Figure 1 depicts the course of the MFR determined by means of the method of the invention and the MFR determined by conventional means at a change of product type. The determination by conventional means was carried out on the finished pellets in accordance with ISO 1133. The sawtooth curve results from the bleeding, viz. a regular opening of the pressure maintenance valve, which causes a sudden pressure drop and briefly allows the temperature to rise sharply. The use of suitable filters enables the curve to be smoothed. When the process is carried out without bleeding, this slight interference in the determination of the MFR does not occur. In any case, the interference is inconsequential since it occurs for a few seconds once per minute; the changes in the MFR to be observed occur over significantly longer periods of time. The sharp drops in the comparative curve determined by conventional means are attributable to brief interruptions in operation of the measuring instrument.
It can clearly be seen that the MFR values determined by the method of the invention response significantly earlier to the changes in the composition in the reactor. The dead time can be significantly reduced by means of the method of the invention. Compared to the MFR determined by the method of the invention, the conventional determination of the MFR has a time delay of about 30 minutes.
In the example described, the method used reduces the production of out-of-specification material in three places:
1. To prevent out-of-specification product contaminating a batch, the product immediately after implementation of a product change is usually discarded.

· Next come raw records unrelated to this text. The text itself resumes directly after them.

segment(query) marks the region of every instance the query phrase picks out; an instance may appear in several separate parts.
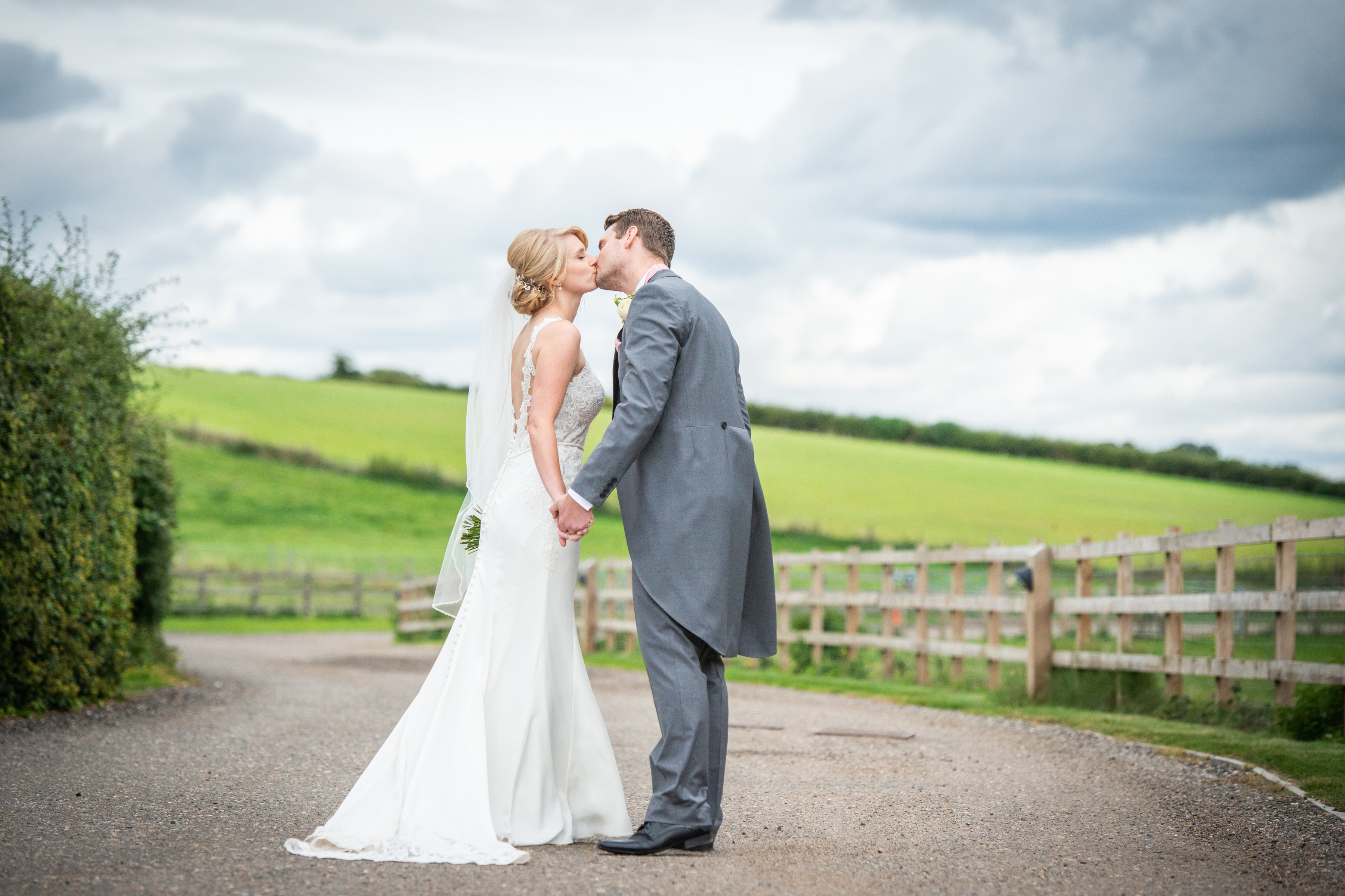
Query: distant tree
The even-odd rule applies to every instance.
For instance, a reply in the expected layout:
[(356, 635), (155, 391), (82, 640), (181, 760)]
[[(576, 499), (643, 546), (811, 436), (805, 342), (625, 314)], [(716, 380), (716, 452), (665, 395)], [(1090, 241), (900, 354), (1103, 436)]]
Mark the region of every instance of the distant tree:
[(332, 372), (327, 379), (332, 380), (362, 380), (364, 375), (355, 369), (355, 363), (348, 355), (336, 352), (332, 355)]

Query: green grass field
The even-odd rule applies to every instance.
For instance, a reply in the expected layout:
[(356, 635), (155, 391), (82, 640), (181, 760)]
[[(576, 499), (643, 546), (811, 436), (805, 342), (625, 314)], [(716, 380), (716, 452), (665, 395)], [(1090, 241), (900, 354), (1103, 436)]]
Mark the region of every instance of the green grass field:
[[(179, 562), (373, 572), (378, 559), (421, 575), (444, 559), (461, 492), (428, 492), (222, 449), (171, 442), (178, 477)], [(599, 514), (580, 543), (585, 556), (624, 555), (620, 517)]]
[[(461, 476), (465, 396), (351, 382), (152, 368), (164, 416), (260, 442), (312, 447), (364, 463), (375, 455)], [(589, 435), (592, 449), (608, 422)], [(1220, 519), (1267, 523), (1345, 514), (1345, 501), (952, 449), (759, 427), (753, 434), (772, 527), (814, 531), (779, 548), (847, 540), (1006, 544), (1072, 541)], [(436, 568), (461, 498), (238, 458), (178, 443), (183, 540), (203, 556), (257, 551), (413, 556)], [(615, 510), (615, 508), (613, 508)], [(1337, 543), (1302, 551), (1341, 551)], [(1254, 553), (1255, 551), (1244, 551)], [(586, 556), (624, 555), (615, 512), (585, 539)], [(1192, 557), (1200, 559), (1200, 557)]]

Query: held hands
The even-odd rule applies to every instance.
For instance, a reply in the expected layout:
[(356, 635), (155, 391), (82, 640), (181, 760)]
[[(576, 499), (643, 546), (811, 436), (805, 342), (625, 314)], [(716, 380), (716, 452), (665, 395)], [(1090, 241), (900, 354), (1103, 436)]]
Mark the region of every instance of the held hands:
[(588, 535), (589, 527), (593, 525), (593, 512), (581, 508), (569, 494), (562, 494), (551, 505), (551, 519), (555, 520), (562, 548), (566, 541), (578, 541)]

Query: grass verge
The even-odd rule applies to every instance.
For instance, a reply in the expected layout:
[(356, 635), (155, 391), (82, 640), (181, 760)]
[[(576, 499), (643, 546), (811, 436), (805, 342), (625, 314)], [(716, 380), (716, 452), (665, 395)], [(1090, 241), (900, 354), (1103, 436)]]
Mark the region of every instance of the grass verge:
[[(644, 661), (638, 653), (599, 652), (588, 654), (584, 660), (592, 666), (644, 670)], [(839, 693), (913, 707), (955, 709), (982, 716), (1006, 716), (1096, 731), (1122, 740), (1198, 750), (1264, 766), (1280, 778), (1299, 785), (1309, 795), (1328, 805), (1345, 806), (1345, 744), (1338, 742), (1305, 743), (1232, 728), (1068, 707), (1007, 707), (995, 704), (989, 692), (985, 690), (951, 690), (892, 681), (794, 674), (779, 669), (752, 668), (741, 660), (726, 664), (725, 677), (729, 681), (745, 684)], [(1236, 774), (1229, 771), (1229, 776), (1236, 776)]]
[(164, 631), (194, 634), (293, 634), (301, 631), (391, 631), (387, 617), (168, 617)]
[(153, 688), (180, 688), (191, 684), (196, 684), (196, 680), (168, 665), (132, 666), (121, 673), (121, 696), (129, 697)]

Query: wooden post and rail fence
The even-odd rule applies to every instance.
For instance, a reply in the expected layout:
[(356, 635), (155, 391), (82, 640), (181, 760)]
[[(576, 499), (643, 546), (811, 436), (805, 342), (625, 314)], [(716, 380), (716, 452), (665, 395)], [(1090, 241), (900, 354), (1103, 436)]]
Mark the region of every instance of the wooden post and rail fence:
[[(812, 551), (808, 553), (776, 553), (777, 571), (776, 611), (779, 627), (779, 657), (788, 662), (790, 646), (803, 642), (811, 647), (811, 658), (820, 662), (827, 646), (847, 649), (849, 658), (858, 657), (862, 647), (877, 649), (882, 656), (882, 674), (892, 677), (897, 653), (915, 654), (916, 680), (929, 681), (929, 657), (950, 660), (950, 673), (956, 681), (968, 657), (985, 660), (987, 684), (997, 689), (1002, 682), (1005, 662), (1026, 666), (1029, 696), (1041, 696), (1050, 686), (1052, 668), (1100, 669), (1116, 672), (1145, 672), (1163, 676), (1165, 693), (1180, 696), (1185, 676), (1215, 678), (1216, 700), (1227, 703), (1233, 696), (1237, 680), (1264, 680), (1274, 682), (1275, 703), (1291, 705), (1294, 685), (1298, 682), (1345, 685), (1345, 664), (1302, 662), (1294, 660), (1299, 613), (1342, 613), (1345, 591), (1299, 591), (1297, 579), (1297, 551), (1299, 541), (1345, 537), (1345, 517), (1299, 521), (1280, 517), (1263, 525), (1237, 527), (1220, 523), (1219, 528), (1202, 532), (1181, 532), (1169, 527), (1162, 535), (1131, 536), (1122, 532), (1111, 541), (1080, 539), (1075, 544), (1001, 545), (991, 543), (982, 548), (952, 545), (931, 549), (894, 551)], [(1270, 591), (1239, 591), (1235, 582), (1235, 559), (1239, 548), (1274, 545), (1275, 582)], [(1186, 594), (1182, 582), (1182, 553), (1213, 549), (1215, 590)], [(1163, 557), (1163, 592), (1137, 595), (1134, 557), (1159, 555)], [(1115, 563), (1115, 594), (1093, 596), (1093, 566), (1099, 560)], [(1053, 595), (1053, 566), (1072, 563), (1075, 583), (1069, 594)], [(967, 564), (986, 567), (985, 594), (966, 594)], [(1030, 590), (1022, 596), (1003, 594), (1005, 564), (1025, 566), (1032, 571)], [(827, 567), (845, 570), (845, 587), (827, 587)], [(913, 567), (913, 587), (898, 590), (896, 568)], [(947, 567), (948, 590), (932, 592), (932, 567)], [(795, 587), (795, 572), (807, 571), (807, 587)], [(869, 575), (865, 576), (863, 572)], [(874, 576), (873, 574), (877, 574)], [(179, 578), (195, 576), (199, 588), (199, 609), (206, 611), (206, 571), (179, 571)], [(233, 594), (246, 591), (256, 611), (264, 578), (292, 574), (234, 572), (213, 574), (247, 578), (234, 586)], [(628, 559), (585, 560), (580, 564), (576, 590), (576, 625), (584, 650), (597, 649), (600, 641), (609, 649), (632, 650), (636, 627), (631, 596), (631, 562)], [(868, 578), (876, 590), (862, 590)], [(904, 576), (905, 578), (905, 576)], [(1026, 576), (1024, 576), (1026, 579)], [(406, 578), (401, 582), (363, 582), (355, 576), (320, 576), (307, 574), (297, 578), (303, 613), (312, 611), (315, 591), (320, 591), (328, 604), (332, 595), (348, 600), (355, 615), (362, 611), (362, 599), (369, 594), (387, 594), (395, 599), (397, 629), (402, 633), (448, 629), (452, 619), (433, 611), (430, 599), (437, 576)], [(845, 631), (826, 631), (823, 622), (829, 607), (843, 609)], [(795, 609), (808, 610), (808, 629), (794, 630), (791, 618)], [(861, 633), (868, 613), (880, 613), (877, 633)], [(915, 614), (915, 633), (898, 634), (900, 613)], [(940, 635), (931, 637), (931, 613), (940, 615)], [(978, 614), (983, 622), (983, 642), (966, 639), (967, 614)], [(1233, 657), (1235, 614), (1274, 614), (1274, 658), (1245, 660)], [(1162, 656), (1128, 653), (1134, 638), (1137, 615), (1157, 614), (1163, 619)], [(1182, 618), (1186, 614), (1213, 614), (1215, 656), (1182, 656)], [(1072, 618), (1075, 649), (1056, 650), (1052, 645), (1052, 618)], [(1115, 650), (1089, 650), (1093, 622), (1112, 617), (1115, 623)], [(1021, 621), (1026, 646), (1002, 643), (1005, 621)]]

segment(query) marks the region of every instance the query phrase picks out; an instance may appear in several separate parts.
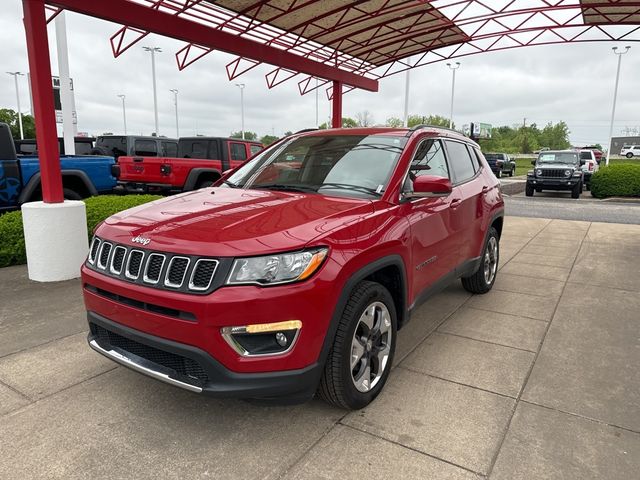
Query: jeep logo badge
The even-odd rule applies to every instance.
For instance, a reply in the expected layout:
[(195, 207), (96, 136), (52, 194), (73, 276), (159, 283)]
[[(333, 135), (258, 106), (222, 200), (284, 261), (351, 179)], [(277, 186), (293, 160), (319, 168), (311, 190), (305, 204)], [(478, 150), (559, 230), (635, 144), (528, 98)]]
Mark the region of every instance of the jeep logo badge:
[(137, 237), (133, 237), (131, 241), (133, 243), (141, 243), (142, 245), (149, 245), (149, 243), (151, 242), (151, 239), (138, 235)]

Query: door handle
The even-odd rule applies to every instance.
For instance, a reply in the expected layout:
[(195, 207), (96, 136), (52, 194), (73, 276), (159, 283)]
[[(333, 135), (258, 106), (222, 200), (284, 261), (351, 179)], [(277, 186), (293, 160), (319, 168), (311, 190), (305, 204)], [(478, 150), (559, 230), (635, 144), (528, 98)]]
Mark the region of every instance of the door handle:
[(449, 206), (451, 208), (458, 208), (461, 202), (462, 202), (461, 198), (454, 198), (453, 200), (451, 200), (451, 202), (449, 202)]

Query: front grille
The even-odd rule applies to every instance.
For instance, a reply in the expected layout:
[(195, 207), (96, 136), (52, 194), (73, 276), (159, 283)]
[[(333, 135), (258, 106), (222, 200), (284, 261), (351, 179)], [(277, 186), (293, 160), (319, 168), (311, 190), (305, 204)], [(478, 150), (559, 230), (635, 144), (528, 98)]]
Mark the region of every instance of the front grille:
[(566, 178), (566, 175), (561, 168), (543, 168), (541, 177)]
[(147, 283), (158, 283), (160, 272), (166, 257), (160, 253), (152, 253), (147, 260), (147, 267), (144, 271), (144, 281)]
[(131, 253), (129, 254), (129, 262), (127, 263), (127, 278), (135, 280), (140, 276), (140, 267), (142, 267), (143, 257), (144, 253), (140, 250), (131, 250)]
[[(223, 273), (216, 275), (222, 262)], [(91, 241), (87, 267), (146, 287), (204, 295), (224, 283), (233, 259), (201, 258)]]
[(98, 267), (107, 268), (109, 265), (109, 254), (111, 253), (112, 245), (109, 242), (102, 242), (102, 248), (100, 249), (100, 257), (98, 258)]
[(113, 257), (111, 258), (111, 273), (120, 275), (122, 272), (122, 265), (124, 263), (124, 256), (127, 254), (127, 249), (122, 245), (118, 245), (113, 249)]
[(198, 260), (191, 274), (189, 288), (193, 290), (207, 290), (211, 285), (213, 274), (216, 272), (216, 260)]
[(157, 365), (169, 368), (176, 372), (178, 377), (182, 377), (177, 378), (178, 380), (186, 381), (201, 388), (209, 381), (209, 376), (202, 368), (202, 365), (191, 358), (136, 342), (95, 323), (91, 323), (90, 328), (91, 333), (100, 343), (119, 348)]

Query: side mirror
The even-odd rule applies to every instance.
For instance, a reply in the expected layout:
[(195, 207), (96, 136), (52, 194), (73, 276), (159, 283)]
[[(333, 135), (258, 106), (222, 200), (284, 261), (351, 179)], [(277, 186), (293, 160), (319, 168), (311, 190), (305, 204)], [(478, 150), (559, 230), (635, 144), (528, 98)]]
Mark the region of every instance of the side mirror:
[(406, 198), (446, 197), (452, 190), (451, 181), (435, 175), (421, 175), (413, 181), (413, 192), (405, 193)]

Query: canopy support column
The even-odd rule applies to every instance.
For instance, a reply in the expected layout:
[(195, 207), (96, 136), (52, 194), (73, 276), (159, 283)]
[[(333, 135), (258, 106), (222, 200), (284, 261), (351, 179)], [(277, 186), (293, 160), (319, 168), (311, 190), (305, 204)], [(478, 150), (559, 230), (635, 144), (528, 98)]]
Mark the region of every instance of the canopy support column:
[(342, 82), (333, 81), (331, 127), (342, 128)]
[(22, 0), (22, 6), (40, 159), (42, 199), (45, 203), (61, 203), (64, 201), (64, 195), (44, 1)]

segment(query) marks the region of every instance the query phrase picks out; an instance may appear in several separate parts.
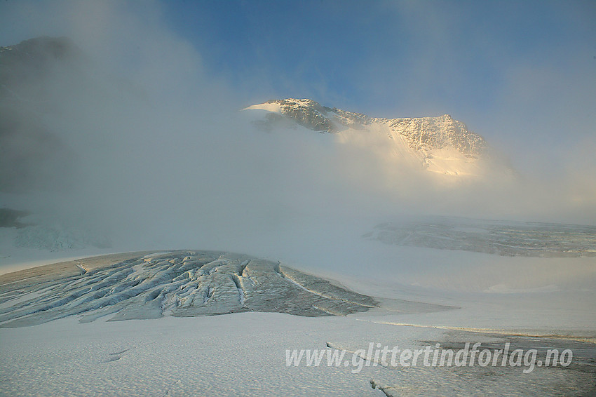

The novel method enables the product to be allocated to the in-specification batch until the MFR is actually outside the specification.
2. The method presented makes it possible to recognize whether the MFR approximates the desired value earlier than hitherto. Here too, earlier corrective interventions reduce the amount of out-of-specification product produced.
3. The method presented makes it possible to activate transfer to the new hopper for in-specification product earlier than hitherto, since the correct MFR is recognized earlier. It is merely necessary to wait for the (short and known) residence time of the product between after-cooler and pellet dryer. In this way, it is ensured that out-of-specification product which is still present in the lines and apparatuses downstream of the after-cooler does not contaminate the new batch of in-specification product.